Most recently, in Lupyan v. Corinthian Colleges, Inc., ___ F3d ___(3rd Cir 2014), the presumption was overcome where an employee was terminated when she failed to return to work at the end of her 12 week FMLA leave. During the ensuing FMLA interference lawsuit, the employee claimed she had not been given notice that her leave was FMLA-qualifying and did not know she was required to return to work within 12 weeks. The employer moved for summary judgment arguing that it mailed the notice and was, therefore, entitled to a presumption that notice was proper under the mailbox rule. In support of its motion, the employer submitted affidavits of the individual who mailed the notice and individuals familiar with the employer’s internal mailing procedures. However, It offered no corroborating evidence that Lupyan received the notice. According to the Court of Appeals, since the notice was not sent by registered or certified mail, return receipt requested or any of the now common ways of assigning a tracking number to the notice, there was no direct evidence of either receipt or non-receipt.
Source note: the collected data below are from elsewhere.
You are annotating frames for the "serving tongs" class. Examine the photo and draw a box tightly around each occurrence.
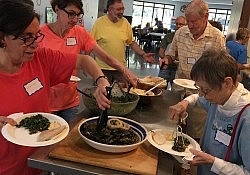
[174,112,188,145]
[96,83,115,132]
[76,88,92,98]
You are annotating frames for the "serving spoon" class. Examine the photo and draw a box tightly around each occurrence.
[144,80,166,95]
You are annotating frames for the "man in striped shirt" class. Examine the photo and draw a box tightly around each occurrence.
[160,0,225,141]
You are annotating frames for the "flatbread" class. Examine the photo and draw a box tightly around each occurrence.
[37,125,66,142]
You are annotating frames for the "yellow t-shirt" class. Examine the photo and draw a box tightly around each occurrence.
[91,15,134,70]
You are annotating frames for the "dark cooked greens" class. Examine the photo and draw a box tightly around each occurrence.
[16,114,50,134]
[111,93,138,103]
[172,136,190,152]
[81,122,140,145]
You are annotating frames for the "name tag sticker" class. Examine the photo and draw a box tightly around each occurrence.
[215,130,231,146]
[187,57,196,64]
[24,78,43,96]
[66,37,77,46]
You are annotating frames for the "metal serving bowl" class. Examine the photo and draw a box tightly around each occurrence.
[78,116,147,153]
[81,87,140,116]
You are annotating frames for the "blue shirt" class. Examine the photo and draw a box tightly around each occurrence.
[197,97,250,174]
[226,40,247,64]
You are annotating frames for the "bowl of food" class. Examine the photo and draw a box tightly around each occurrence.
[81,87,139,116]
[138,76,167,89]
[128,87,163,106]
[78,116,148,153]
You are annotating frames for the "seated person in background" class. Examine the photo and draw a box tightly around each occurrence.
[142,22,151,35]
[226,28,250,70]
[158,16,186,88]
[168,48,250,175]
[154,17,164,33]
[208,20,223,31]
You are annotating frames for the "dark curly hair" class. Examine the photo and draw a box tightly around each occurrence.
[50,0,83,14]
[0,0,40,48]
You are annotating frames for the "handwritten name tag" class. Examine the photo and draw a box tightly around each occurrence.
[66,37,77,46]
[215,130,231,146]
[24,78,43,96]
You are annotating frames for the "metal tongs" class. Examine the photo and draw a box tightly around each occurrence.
[174,112,188,145]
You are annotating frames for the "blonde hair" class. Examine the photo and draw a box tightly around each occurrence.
[185,0,208,17]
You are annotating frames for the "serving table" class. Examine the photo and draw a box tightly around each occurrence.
[28,90,183,175]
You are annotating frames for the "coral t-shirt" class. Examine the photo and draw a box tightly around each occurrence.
[40,24,96,111]
[0,47,76,175]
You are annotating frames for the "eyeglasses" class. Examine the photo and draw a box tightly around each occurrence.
[18,32,45,46]
[194,84,212,96]
[62,9,84,20]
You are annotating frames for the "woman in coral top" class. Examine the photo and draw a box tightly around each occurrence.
[39,0,137,122]
[0,1,110,174]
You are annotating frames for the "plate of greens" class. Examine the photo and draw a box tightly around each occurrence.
[1,112,69,147]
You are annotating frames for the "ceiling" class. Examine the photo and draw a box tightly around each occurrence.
[170,0,233,5]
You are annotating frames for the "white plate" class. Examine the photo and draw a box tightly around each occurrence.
[173,79,197,90]
[147,128,200,157]
[1,112,69,147]
[70,75,81,82]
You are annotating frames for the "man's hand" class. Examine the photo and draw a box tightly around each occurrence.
[159,55,172,68]
[142,53,155,63]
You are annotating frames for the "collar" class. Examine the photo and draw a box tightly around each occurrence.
[218,83,250,116]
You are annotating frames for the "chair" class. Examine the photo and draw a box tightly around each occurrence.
[137,29,151,48]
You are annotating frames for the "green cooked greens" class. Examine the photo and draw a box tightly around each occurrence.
[16,114,50,134]
[172,136,190,152]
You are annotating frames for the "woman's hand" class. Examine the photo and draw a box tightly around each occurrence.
[0,116,17,129]
[93,78,111,110]
[190,149,215,165]
[168,101,189,124]
[122,68,138,87]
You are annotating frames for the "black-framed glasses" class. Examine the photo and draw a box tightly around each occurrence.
[62,9,84,20]
[194,84,212,96]
[18,32,45,46]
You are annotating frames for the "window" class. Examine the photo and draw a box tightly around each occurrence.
[132,0,175,30]
[208,8,231,35]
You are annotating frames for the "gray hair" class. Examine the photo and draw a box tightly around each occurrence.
[190,48,238,89]
[185,0,209,17]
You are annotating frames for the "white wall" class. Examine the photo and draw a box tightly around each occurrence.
[82,0,99,31]
[32,0,52,25]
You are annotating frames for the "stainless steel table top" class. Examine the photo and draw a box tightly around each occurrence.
[28,90,182,175]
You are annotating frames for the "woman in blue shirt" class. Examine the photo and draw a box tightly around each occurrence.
[226,28,250,70]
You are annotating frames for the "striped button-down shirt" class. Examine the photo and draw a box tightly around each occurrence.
[167,22,226,79]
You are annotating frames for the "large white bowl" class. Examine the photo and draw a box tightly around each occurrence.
[78,116,148,153]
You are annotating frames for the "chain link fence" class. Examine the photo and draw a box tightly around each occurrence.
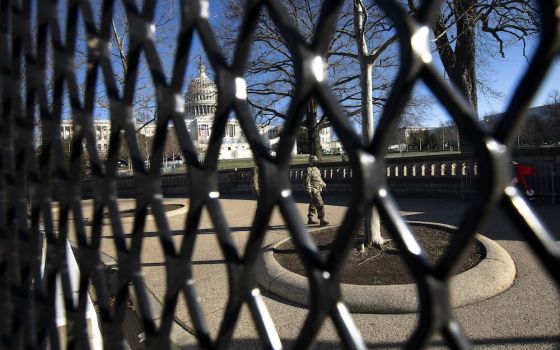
[1,0,559,349]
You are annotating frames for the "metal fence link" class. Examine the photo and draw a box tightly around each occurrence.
[0,0,559,349]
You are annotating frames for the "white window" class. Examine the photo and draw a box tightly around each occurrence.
[199,124,209,138]
[226,124,236,138]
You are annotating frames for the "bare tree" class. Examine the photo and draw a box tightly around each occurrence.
[443,121,460,150]
[409,0,539,151]
[219,0,400,159]
[75,1,181,153]
[353,1,431,249]
[164,130,182,164]
[353,0,398,249]
[540,90,560,145]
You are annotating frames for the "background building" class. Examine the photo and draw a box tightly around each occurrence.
[59,61,330,161]
[184,60,300,159]
[184,61,253,160]
[60,119,111,155]
[319,127,333,153]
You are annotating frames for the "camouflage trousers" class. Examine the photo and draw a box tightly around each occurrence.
[307,189,325,220]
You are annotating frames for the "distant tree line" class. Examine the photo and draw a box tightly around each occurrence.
[386,123,460,153]
[484,92,560,148]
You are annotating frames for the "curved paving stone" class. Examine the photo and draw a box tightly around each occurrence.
[257,221,516,313]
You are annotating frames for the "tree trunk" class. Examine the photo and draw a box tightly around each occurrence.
[353,0,384,249]
[433,0,478,153]
[305,99,322,160]
[452,0,478,113]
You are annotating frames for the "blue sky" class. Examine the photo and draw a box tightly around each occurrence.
[202,1,560,129]
[477,45,560,116]
[412,31,560,126]
[84,1,558,130]
[424,40,560,127]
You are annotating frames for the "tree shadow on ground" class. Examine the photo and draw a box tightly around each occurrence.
[101,225,287,239]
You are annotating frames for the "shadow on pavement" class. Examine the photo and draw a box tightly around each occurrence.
[179,335,560,349]
[102,225,287,239]
[140,260,226,268]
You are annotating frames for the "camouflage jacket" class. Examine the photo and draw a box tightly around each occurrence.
[305,166,326,192]
[252,167,259,196]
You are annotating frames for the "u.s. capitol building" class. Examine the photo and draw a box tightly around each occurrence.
[59,61,333,160]
[184,61,257,159]
[184,61,326,159]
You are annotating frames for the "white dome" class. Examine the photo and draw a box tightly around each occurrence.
[185,60,217,119]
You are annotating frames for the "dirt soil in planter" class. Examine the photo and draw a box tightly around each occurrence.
[273,224,486,285]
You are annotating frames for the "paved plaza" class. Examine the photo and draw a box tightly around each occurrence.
[72,196,560,349]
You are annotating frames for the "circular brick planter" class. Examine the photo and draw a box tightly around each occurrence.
[256,221,516,313]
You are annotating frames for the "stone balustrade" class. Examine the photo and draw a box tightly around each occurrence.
[80,148,559,202]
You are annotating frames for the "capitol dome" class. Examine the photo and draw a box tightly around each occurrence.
[185,59,217,120]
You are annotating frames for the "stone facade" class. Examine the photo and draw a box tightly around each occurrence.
[60,119,111,155]
[59,61,330,160]
[183,60,329,159]
[59,119,155,157]
[184,60,254,160]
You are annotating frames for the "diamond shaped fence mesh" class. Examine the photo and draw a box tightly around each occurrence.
[0,0,559,349]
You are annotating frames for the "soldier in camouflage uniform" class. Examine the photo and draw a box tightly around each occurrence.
[251,151,275,199]
[252,166,260,199]
[305,155,329,226]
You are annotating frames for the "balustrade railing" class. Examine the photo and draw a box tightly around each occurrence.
[2,0,559,349]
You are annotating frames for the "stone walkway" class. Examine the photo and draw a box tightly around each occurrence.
[74,196,559,349]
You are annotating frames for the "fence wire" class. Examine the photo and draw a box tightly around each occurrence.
[0,0,559,349]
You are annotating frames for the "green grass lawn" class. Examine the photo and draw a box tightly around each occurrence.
[216,154,309,169]
[216,154,353,169]
[385,150,460,158]
[213,151,461,170]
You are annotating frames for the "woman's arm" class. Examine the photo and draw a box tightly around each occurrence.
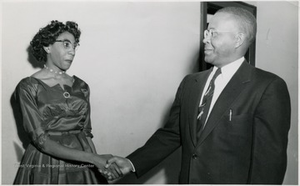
[87,137,97,154]
[15,79,121,179]
[15,79,110,171]
[39,135,109,170]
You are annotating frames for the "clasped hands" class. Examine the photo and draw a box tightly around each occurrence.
[93,154,133,181]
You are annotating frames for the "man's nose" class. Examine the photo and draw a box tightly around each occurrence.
[203,36,211,44]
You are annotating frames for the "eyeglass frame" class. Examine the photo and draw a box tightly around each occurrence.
[55,40,80,51]
[204,29,237,39]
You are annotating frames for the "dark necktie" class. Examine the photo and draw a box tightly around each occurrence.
[197,68,221,136]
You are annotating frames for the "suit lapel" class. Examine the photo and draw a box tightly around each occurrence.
[197,61,252,146]
[188,69,211,147]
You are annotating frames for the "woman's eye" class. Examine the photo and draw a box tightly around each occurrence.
[63,42,71,48]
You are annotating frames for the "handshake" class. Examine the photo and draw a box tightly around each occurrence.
[93,154,134,181]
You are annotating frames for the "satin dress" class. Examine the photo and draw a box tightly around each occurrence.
[13,76,107,184]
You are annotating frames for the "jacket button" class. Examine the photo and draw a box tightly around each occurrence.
[192,154,197,159]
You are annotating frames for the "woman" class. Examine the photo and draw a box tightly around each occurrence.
[13,20,120,184]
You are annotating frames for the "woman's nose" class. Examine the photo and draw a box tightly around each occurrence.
[68,48,75,55]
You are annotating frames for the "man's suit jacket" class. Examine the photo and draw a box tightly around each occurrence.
[127,61,291,184]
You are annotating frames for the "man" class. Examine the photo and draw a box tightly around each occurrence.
[106,7,291,184]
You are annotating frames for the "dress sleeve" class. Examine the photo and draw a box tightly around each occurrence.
[81,84,93,138]
[14,78,47,150]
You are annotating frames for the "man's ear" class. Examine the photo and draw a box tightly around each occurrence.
[235,33,246,48]
[43,46,50,53]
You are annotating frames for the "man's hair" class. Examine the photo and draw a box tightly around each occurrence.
[217,7,257,44]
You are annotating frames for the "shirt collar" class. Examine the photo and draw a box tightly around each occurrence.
[213,57,245,79]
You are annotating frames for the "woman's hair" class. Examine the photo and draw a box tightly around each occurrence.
[217,7,257,45]
[30,20,81,62]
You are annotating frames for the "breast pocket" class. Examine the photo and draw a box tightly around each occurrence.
[223,113,253,141]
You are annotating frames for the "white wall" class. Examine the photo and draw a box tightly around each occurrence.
[1,1,298,184]
[255,1,298,184]
[1,1,200,184]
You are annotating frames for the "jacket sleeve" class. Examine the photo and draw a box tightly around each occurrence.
[127,75,189,178]
[248,77,291,184]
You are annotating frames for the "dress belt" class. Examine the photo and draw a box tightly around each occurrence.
[47,130,82,136]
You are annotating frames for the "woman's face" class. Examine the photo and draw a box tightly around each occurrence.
[46,31,78,71]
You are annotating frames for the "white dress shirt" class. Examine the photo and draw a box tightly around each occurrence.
[199,57,245,126]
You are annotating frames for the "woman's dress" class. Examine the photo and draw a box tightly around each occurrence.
[13,76,107,184]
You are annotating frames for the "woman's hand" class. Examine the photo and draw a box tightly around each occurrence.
[91,154,112,170]
[91,154,123,180]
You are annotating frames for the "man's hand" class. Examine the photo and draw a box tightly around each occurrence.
[105,156,134,176]
[101,162,123,181]
[91,154,122,180]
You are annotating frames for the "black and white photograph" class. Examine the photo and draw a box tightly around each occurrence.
[1,0,298,184]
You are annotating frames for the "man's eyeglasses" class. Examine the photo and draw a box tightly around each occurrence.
[204,29,235,39]
[55,40,80,51]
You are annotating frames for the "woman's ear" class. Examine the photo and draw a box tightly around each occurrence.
[43,46,50,53]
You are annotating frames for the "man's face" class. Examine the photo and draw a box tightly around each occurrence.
[203,12,239,67]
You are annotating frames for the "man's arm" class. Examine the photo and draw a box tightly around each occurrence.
[106,75,189,178]
[248,77,291,184]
According to the Court of Appeals, sending something regular mail these days creates a very weak presumption of receipt. Thus, the question of receipt was one for a jury and summary judgment was reversed:

 “It is certainly not expecting too much to require businesses that wish to avoid a material dispute about receipt of a letter to use some form of mailing that includes verifiable receipt when mailing something as important as a legally mandated notice.”

By contrast the Third Circuit noted that a “strong” presumption of receipt applies when notice is sent by certified mail, because it creates actual evidence of delivery in the form of a receipt.

We have been advising clients for many years that when you send a document as important as an FMLA notice, a COBRA notice, benefits information or even a termination letter, it should be sent in such a manner that it can be tracked. We used to recommend certified mail, return receipt requested, but as more and more people chose not to go pick the letter up at the post office, we have moved away from the recommendation of certified mail in favor of Federal Express, UPS, or other overnight couriers, which provide a means of tracking the delivery. This is an effective way to create a strong presumption of receipt under the traditional mailbox rule and is highly recommended when you have to prove receipt of important information. Hand delivery and electronic delivery can also accomplish a “strong” presumption of receipt.